Bernie Sanders in 1970s: Millionaire Senators Are 'Immoral'

Bernie Sanders
Bernie Sanders / Getty Images
April 24, 2019

Sen. Bernie Sanders (I., Vt.) said it was "immoral" that members of the U.S. Senate were millionaires during a campaign in the 1970s.

Sanders's remarks were published in December 1971 in the Bennington Banner, a Vermont newspaper, CNN reports. Earlier this month, Sanders revealed he was a millionaire.

Sanders's presidential campaign acknowledged he made the comments.

"Yes, it is true: Senator Sanders said in the 1970s that it is immoral that the government too often represents the interests of the super-wealthy and large corporations—and yes, it is also true that Senator Sanders has continued to demand a change from that for his entire life," campaign spokesman Josh Orton said.

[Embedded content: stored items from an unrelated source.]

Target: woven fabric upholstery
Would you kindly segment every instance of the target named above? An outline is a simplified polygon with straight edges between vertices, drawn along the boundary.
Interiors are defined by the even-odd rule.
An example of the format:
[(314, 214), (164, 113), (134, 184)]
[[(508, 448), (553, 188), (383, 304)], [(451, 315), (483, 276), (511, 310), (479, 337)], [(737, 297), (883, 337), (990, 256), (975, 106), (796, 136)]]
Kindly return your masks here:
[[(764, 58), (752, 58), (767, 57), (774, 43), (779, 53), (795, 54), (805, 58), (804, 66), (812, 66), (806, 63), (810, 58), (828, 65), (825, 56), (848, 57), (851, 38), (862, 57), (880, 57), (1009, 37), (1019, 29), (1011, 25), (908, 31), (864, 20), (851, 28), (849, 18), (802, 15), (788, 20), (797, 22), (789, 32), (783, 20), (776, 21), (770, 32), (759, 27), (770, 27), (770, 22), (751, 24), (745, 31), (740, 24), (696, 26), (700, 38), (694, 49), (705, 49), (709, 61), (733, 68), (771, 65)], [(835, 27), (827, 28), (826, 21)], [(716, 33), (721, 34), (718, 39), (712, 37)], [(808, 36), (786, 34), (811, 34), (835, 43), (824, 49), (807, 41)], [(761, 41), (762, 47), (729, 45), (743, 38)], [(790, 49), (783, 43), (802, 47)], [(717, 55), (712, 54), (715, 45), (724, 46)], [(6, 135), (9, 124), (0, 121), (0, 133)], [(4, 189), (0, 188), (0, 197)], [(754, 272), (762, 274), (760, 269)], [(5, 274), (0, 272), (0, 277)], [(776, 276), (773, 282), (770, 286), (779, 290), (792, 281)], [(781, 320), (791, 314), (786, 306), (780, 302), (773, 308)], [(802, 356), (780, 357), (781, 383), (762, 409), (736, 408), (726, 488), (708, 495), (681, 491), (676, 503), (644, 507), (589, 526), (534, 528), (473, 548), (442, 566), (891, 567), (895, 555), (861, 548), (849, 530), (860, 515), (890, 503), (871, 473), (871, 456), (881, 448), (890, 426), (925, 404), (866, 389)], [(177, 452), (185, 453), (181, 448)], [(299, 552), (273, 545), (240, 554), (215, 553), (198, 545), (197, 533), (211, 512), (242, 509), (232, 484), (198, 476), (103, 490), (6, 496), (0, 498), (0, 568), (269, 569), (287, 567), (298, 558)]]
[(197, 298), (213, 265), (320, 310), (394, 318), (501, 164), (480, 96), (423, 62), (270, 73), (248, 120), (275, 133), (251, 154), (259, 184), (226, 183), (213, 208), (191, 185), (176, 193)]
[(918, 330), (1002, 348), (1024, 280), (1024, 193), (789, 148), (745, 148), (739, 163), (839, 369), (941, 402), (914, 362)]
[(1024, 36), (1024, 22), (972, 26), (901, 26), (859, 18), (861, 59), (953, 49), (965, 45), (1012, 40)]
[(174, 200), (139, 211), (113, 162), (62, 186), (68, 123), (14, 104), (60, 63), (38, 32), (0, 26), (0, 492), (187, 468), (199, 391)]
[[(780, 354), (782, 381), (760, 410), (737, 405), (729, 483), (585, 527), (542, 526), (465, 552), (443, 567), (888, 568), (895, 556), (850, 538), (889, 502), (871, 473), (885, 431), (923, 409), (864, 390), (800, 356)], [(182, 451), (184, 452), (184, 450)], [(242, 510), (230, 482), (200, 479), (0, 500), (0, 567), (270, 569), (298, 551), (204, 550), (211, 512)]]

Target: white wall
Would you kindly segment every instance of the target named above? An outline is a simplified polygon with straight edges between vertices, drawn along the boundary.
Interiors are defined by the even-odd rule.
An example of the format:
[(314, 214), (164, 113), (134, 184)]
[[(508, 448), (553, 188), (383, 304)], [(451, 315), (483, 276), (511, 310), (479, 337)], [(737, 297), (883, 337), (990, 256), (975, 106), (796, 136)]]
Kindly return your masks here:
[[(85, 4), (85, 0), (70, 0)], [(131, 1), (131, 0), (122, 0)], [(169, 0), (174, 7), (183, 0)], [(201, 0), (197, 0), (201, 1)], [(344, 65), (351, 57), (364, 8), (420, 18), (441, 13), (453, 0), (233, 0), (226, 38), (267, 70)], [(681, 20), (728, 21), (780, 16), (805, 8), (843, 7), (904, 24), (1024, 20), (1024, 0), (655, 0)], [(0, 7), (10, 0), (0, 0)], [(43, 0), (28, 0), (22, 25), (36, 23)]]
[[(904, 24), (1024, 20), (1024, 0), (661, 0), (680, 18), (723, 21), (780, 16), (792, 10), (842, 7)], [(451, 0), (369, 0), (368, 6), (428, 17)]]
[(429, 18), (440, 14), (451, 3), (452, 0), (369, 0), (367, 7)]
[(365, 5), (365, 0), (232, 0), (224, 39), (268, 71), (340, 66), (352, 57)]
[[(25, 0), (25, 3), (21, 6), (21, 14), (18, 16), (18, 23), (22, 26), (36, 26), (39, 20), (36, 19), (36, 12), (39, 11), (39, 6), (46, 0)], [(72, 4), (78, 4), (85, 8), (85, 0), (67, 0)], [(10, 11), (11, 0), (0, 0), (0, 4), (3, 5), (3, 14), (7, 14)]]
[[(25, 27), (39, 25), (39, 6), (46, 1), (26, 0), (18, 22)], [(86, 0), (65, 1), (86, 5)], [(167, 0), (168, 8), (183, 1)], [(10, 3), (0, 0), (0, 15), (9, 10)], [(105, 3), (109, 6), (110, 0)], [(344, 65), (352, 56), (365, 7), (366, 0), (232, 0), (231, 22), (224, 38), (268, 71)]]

"As the son of an immigrant who grew up living paycheck to paycheck, Senator Sanders believes elected officials should represent the interests of working people, not corporations, special interests or the ultra-wealthy," Orton continued. "This view has guided his work in politics, not the pursuit of personal wealth. Senator Sanders' family has been fortunate, and he is grateful for that because he knows the stress of economic insecurity. That is why he works every day to ensure every American has the basic necessities of life, including a livable wage, decent housing, health care and retirement security."

Sanders's comments came during his campaign for Senate as a member of the Liberty Union Party, a self-described "radical political party" that advocated extensive nationalization of the economy.

Sanders said senators at the time served "the interests of corporations and big business ---- their fellow millionaires." He also proposed replacing legislators' annual salary with the average income in each member's home state.

"I think the result would be that this country would immediately stop wasting billions on weapons which never get off the drawing boards, and on the support of military dictatorships throughout the world," Sanders added. "I also have a feeling that a lot of tax loopholes that the corporations and millionaires receive would soon disappear."

In an interview earlier this month, Sanders embraced his millionaire status.

"I wrote a best-selling book," Sanders said. "If you write a best-selling book, you can be a millionaire, too."

Sanders made more than $1 million in both 2017 and 2018, mostly from royalties from his book Our Revolution and the young-adult adaptation Bernie Sanders Guide to Political Revolution.